‘Tyra the T-Rex’: World’s largest dinosaur receives name for 20th anniversary

The “world’s largest dinosaur” in Drumheller just celebrated its 20th birthday by getting a new name: “Tyra.”

The name of the 26-metre-tall, fibreglass and steel statue, which is about 4½ times larger than a real T. rex., was announced in the Drumheller Valley on Saturday to commemorate the anniversary.

The town is already home to the world-renowned Royal Tyrell Museum and the Fossil World Discovery Centre — making it an attraction for visitors all over the world.

Tourists can climb up a set of stairs and emerge inside the T. rex’s giant jaws. (Tamarra Canu)

Jeff Hall, president of the Drumheller and district chamber of commerce, says Drumheller is already the dinosaur capital of the world, but the 20-year-old dinosaur statue helped bring even more tourism to the small community.

“This goal has certainly been achieved on average. 125,000 people make the climb up the dinosaur each year,” he said.

“The dinosaur has been featured in news stories, travel publications, record books, television shows and commercials worldwide.”

Corey Campbell, who helped head the project 20 years ago, says that after the museum opened in 1985, the town knew they had to capitalize on the number of people visiting.

“Because at the time, the tourism infrastructure in Drumheller was not as developed as is now,” said Campbell, who is also the former executive director of Drumheller Regional Chamber of Development and Tourism.

Cory Campbell, former executive director for Drumheller Regional Chamber of Development, says the dinosaur gave far more to the community than they ever could ever have dreamed for. (Vincent Bonnay/CBC)

“The museum was bringing 500,000 people a year, but a lot of them were just going to museums and leaving.

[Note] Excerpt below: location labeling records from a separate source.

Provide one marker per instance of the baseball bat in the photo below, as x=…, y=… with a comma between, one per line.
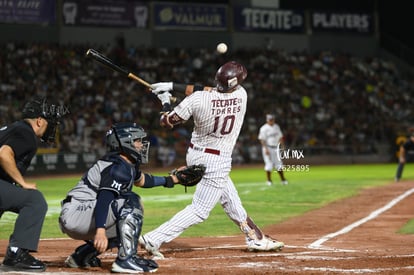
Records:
x=104, y=60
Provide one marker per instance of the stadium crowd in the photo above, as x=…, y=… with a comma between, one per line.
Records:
x=325, y=103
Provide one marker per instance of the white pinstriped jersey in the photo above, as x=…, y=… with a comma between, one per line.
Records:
x=218, y=117
x=271, y=134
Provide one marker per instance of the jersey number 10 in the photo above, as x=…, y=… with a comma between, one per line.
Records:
x=223, y=125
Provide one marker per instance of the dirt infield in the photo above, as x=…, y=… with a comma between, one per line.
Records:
x=351, y=236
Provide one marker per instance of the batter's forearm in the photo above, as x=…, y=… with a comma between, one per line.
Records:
x=188, y=89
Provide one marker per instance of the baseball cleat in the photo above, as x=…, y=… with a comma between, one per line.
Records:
x=134, y=264
x=148, y=246
x=265, y=244
x=84, y=256
x=21, y=260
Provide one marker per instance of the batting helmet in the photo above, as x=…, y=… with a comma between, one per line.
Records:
x=229, y=76
x=120, y=138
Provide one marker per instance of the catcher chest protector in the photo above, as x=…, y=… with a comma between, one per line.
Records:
x=129, y=225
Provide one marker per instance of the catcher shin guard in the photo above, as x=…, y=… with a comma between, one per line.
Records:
x=129, y=225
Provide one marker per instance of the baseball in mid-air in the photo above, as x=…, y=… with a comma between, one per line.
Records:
x=221, y=48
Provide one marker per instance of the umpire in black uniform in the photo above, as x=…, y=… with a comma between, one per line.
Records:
x=406, y=154
x=18, y=145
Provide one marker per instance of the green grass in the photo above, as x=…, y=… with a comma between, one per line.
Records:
x=266, y=205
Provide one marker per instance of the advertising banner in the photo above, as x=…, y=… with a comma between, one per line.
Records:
x=28, y=11
x=253, y=19
x=105, y=13
x=189, y=16
x=346, y=22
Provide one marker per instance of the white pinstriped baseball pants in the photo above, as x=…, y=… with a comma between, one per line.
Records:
x=216, y=186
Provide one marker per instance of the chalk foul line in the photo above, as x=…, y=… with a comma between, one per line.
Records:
x=374, y=214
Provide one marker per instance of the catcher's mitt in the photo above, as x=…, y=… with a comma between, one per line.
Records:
x=189, y=175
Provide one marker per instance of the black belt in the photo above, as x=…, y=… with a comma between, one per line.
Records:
x=67, y=199
x=205, y=150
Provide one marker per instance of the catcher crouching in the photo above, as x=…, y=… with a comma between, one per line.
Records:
x=102, y=208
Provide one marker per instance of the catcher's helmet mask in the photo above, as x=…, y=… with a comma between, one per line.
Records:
x=229, y=76
x=39, y=107
x=120, y=138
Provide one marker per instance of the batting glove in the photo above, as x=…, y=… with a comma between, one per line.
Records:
x=164, y=97
x=161, y=87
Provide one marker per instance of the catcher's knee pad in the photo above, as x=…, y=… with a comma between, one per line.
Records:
x=251, y=230
x=129, y=225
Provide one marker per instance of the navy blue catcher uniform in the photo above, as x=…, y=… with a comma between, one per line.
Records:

It was a day trip for them. So we were trying to capitalize on that,” he said.

The goal was to create something interactive that would entice visitors to stay longer, particularly in the downtown core.

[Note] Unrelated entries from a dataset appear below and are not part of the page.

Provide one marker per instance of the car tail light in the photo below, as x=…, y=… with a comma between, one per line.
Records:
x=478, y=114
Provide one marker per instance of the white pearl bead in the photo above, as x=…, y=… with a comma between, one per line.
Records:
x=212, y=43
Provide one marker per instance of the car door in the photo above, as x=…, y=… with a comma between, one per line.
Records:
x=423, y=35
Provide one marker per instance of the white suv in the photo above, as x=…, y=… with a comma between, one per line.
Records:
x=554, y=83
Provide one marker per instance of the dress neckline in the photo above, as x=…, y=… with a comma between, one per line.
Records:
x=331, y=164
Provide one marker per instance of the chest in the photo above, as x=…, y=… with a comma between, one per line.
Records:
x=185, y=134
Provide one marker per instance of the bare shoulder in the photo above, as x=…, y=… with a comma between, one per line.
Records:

“The idea of a big dinosaur had been floating around the community for a while,” he said.

“My thought was ‘Well, that’s that’s a good idea, but it needs to be interactive, it can’t just be a statue, take a picture, leave. We need people to to stick around,'” he said.

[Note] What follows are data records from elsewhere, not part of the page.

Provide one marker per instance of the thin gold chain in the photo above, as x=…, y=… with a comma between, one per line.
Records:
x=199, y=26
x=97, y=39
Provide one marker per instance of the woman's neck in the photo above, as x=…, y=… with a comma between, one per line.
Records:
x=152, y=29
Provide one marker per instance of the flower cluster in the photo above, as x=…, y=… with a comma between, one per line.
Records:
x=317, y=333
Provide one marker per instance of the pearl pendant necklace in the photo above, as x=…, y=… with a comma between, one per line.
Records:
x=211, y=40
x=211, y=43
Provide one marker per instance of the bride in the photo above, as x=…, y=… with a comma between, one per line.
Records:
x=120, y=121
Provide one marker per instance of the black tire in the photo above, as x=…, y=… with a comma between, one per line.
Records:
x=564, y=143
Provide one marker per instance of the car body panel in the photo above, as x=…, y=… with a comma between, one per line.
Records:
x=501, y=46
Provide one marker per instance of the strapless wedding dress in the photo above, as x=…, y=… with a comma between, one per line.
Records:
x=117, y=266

From there, they came up with the idea of having people walk up into its head, which Campbell says has been a successful attribution ever since.

“I’m so happy to see it achieve the status of being able to be marketed. You know, when we first built it, it was something to come and see, something else to do, something to keep the people here longer,” he said.

“I mean, it’s a great success story for the community. And I’m hoping that our downtown core will continue to develop around it.”

Statue contributes to legacy fund

Hall says the dinosaurs biggest achievement in the past 20 years has been the Dinosaur Legacy Fund it’s created.

“The primary goal of the statue was to reinvest revenues generated by the dinosaur and the gift shop back into our community to further enhance it with successful financial management and greater than expected revenues,” he said.

In the first episode of Big Things Small Towns, Tamarra Canu visits Drumheller, Alberta to check out their 26m tall, 46m long giant dinosaur. 4:53

Each month, funds generated go into the pooled system and since 2005, a total of $639,907 has been injected into the community.

“That’s the legacy of this project,” he said.